Si on ne constate aucune augmentation du nombre de diagnostics pour les formes sévères de TSA, il en va tout autrement pour l’autisme dit «à haut niveau de fonctionnement». Les personnes atteintes par cette forme de TSA sont généralement diagnostiquées à la puberté, voire à l’âge adulte. Il existe d’ailleurs une différence considérable entre les genres, en particulier pour les filles autistes ne présentant aucun trouble du développement intellectuel, puisqu’elles sont beaucoup moins rapidement diagnostiquées que les garçons avec la même forme de TSA. Chez les femmes, des diagnostics erronés ou l’absence de diagnostic sont plus fréquents, car elles réussissent mieux à s’adapter à leur environnement et passent ainsi inaperçues plus longtemps comparés aux hommes atteints d’un TSA. Cette capacité d’adaptation est nommée «camouflage».

**Endométriose: (cf. classification selon la CIM-10): l’endométriose est définie comme le développement anormal de tissu de la muqueuse utérine en dehors de l’utérus dans la région pelvienne, mais, dans de rares cas, également à divers autres endroits à l’intérieur et à l’extérieur de l’ensemble de la région abdominale. Des organes, tels que les intestins, la vessie ou même les poumons peuvent également être touchés. Cette muqueuse utérine située en dehors de l’utérus est également stimulée par les hormones sexuelles féminines au cours du cycle menstruel, qui peut provoquer des réactions inflammatoires locales. De ce fait, les personnes atteintes ressentent des douleurs dans cette zone à cause de l’irritation des nerfs par l’inflammation. Les femmes concernées souffrent ainsi souvent de fortes douleurs, en particulier durant leurs règles. Par la suite, ces douleurs peuvent apparaître bien avant les règles ou indépendamment de celles-ci, et deviennent alors chroniques.
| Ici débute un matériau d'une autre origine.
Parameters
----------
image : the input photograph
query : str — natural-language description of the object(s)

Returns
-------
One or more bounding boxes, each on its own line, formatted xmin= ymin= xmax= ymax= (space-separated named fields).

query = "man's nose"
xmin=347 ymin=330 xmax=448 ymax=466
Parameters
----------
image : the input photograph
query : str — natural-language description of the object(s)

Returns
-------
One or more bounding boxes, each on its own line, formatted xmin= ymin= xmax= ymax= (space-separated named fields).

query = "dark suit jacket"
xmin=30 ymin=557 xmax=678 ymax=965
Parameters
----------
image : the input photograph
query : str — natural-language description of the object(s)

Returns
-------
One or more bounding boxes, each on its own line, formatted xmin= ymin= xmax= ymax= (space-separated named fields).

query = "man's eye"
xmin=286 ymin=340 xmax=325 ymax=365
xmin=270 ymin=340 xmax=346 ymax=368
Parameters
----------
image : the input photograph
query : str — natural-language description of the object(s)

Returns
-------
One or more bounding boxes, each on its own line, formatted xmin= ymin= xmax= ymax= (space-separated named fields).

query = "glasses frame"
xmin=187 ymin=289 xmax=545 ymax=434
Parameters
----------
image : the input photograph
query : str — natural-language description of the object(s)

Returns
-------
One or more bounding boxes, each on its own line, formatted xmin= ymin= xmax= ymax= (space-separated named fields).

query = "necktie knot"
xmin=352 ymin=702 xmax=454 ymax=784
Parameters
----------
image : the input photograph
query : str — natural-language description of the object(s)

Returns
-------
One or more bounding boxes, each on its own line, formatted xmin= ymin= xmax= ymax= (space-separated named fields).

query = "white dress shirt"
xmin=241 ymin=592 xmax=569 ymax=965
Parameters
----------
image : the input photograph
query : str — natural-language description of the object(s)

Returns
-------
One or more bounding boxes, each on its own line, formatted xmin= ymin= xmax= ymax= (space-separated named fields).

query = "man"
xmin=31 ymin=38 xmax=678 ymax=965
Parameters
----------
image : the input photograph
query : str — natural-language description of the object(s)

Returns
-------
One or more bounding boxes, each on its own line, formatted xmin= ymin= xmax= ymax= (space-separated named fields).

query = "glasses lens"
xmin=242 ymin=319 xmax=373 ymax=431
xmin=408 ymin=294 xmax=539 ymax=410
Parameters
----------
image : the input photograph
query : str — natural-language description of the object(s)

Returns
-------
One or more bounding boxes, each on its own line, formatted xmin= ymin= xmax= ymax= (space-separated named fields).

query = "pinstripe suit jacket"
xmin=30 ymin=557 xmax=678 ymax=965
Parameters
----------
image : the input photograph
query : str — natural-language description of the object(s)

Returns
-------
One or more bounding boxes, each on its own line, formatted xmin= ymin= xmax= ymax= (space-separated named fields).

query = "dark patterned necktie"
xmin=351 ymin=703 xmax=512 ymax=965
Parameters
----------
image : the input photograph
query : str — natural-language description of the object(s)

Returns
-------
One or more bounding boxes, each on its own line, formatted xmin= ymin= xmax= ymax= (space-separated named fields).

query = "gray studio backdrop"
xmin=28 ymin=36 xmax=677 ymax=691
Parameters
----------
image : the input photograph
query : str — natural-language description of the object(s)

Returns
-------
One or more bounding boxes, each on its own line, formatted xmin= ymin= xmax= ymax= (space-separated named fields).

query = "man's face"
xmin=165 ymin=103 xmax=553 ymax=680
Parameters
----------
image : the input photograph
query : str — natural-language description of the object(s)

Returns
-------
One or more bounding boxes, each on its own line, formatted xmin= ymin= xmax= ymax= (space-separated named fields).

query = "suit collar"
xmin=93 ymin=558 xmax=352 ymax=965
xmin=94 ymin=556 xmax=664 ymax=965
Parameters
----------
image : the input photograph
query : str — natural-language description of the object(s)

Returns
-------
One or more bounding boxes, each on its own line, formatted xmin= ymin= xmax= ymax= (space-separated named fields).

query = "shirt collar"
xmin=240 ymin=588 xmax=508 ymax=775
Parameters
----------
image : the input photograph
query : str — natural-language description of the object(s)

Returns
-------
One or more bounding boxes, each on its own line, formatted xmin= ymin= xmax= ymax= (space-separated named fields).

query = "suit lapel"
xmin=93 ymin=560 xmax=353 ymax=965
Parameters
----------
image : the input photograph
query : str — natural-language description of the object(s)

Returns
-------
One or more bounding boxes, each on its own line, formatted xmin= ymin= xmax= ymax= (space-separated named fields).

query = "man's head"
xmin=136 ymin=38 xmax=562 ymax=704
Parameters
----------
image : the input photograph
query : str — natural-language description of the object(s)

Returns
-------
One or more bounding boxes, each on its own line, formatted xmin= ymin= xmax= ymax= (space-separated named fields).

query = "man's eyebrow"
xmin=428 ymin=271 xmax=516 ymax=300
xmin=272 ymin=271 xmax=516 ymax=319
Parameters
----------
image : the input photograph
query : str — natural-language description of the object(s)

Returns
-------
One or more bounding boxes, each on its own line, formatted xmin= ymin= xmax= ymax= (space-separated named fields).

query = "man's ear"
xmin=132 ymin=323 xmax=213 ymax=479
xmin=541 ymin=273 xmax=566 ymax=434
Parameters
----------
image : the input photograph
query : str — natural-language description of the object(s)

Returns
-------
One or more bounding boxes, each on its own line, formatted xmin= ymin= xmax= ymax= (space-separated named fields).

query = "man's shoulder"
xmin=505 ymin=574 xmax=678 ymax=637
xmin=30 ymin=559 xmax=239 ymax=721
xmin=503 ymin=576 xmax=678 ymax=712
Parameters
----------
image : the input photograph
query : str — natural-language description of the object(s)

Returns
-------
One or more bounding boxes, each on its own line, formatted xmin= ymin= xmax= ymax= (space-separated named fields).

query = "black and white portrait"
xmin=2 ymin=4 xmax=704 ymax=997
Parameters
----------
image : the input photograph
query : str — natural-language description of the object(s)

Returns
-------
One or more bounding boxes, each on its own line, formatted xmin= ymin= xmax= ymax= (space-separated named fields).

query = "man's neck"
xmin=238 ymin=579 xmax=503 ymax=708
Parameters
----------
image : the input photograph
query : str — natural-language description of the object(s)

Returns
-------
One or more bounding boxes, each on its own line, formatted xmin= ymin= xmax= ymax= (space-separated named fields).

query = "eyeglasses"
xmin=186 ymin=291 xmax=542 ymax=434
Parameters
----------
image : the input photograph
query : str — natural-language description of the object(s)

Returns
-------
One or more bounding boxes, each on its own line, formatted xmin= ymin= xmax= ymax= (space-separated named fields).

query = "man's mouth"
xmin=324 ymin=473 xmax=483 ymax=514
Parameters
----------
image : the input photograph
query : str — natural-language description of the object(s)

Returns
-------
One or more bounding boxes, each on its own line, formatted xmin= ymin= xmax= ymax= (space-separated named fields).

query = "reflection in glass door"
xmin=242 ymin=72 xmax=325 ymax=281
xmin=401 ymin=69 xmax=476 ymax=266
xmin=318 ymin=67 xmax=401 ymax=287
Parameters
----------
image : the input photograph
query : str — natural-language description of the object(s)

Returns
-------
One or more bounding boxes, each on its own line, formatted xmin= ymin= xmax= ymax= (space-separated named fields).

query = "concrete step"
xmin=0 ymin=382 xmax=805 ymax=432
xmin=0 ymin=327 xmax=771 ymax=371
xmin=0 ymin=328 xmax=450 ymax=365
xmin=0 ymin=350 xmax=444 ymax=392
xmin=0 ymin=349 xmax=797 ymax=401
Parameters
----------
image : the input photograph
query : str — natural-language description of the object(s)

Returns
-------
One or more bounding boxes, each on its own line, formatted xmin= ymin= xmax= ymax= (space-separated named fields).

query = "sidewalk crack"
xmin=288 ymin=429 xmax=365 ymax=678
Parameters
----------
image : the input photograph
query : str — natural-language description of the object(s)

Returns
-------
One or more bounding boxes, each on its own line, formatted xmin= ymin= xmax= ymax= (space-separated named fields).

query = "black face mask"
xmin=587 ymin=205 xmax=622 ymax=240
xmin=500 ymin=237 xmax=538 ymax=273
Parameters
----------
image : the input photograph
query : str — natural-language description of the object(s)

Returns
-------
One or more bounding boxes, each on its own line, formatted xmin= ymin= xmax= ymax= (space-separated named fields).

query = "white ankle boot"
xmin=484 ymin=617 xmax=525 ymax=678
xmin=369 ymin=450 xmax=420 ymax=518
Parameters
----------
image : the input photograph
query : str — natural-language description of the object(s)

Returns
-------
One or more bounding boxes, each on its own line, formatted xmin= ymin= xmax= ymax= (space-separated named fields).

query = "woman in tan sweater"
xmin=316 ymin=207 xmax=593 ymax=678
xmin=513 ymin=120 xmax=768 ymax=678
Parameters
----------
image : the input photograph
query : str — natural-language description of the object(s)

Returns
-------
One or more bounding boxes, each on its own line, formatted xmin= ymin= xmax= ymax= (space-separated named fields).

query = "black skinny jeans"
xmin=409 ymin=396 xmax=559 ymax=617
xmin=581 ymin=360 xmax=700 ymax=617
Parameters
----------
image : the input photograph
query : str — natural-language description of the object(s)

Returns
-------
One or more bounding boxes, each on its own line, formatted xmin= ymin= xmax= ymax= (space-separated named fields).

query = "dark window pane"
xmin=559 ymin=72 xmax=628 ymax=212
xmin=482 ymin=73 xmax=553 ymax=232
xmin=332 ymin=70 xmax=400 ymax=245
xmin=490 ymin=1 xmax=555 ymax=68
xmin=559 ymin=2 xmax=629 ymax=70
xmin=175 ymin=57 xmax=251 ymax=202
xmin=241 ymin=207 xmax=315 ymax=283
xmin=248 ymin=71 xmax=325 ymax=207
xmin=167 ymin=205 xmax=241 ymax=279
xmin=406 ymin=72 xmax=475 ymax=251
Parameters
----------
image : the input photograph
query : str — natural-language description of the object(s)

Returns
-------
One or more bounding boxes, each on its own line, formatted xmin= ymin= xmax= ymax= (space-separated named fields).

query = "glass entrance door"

*** Trouble dysphorique prémenstruel (TDPM) (cf. classification selon la CIM-11): le trouble dysphorique prémenstruel (TDPM) se caractérise par des symptômes psychiques et physiques dépendants du cycle menstruel avec une labilité émotionnelle marquée. Il constitue une entité clinique distincte ayant valeur de maladie, qui nécessite une approche multidisciplinaire. Il n’est pas rare que le manque de connaissance du TDPM conduise à des erreurs de diagnostic et de traitement. L’intégration du TDPM dans la CIM-11 en tant qu’entité clinique distincte devrait permettre de progresser dans le traitement des femmes concernées et dans la recherche ciblée sur cette pathologie.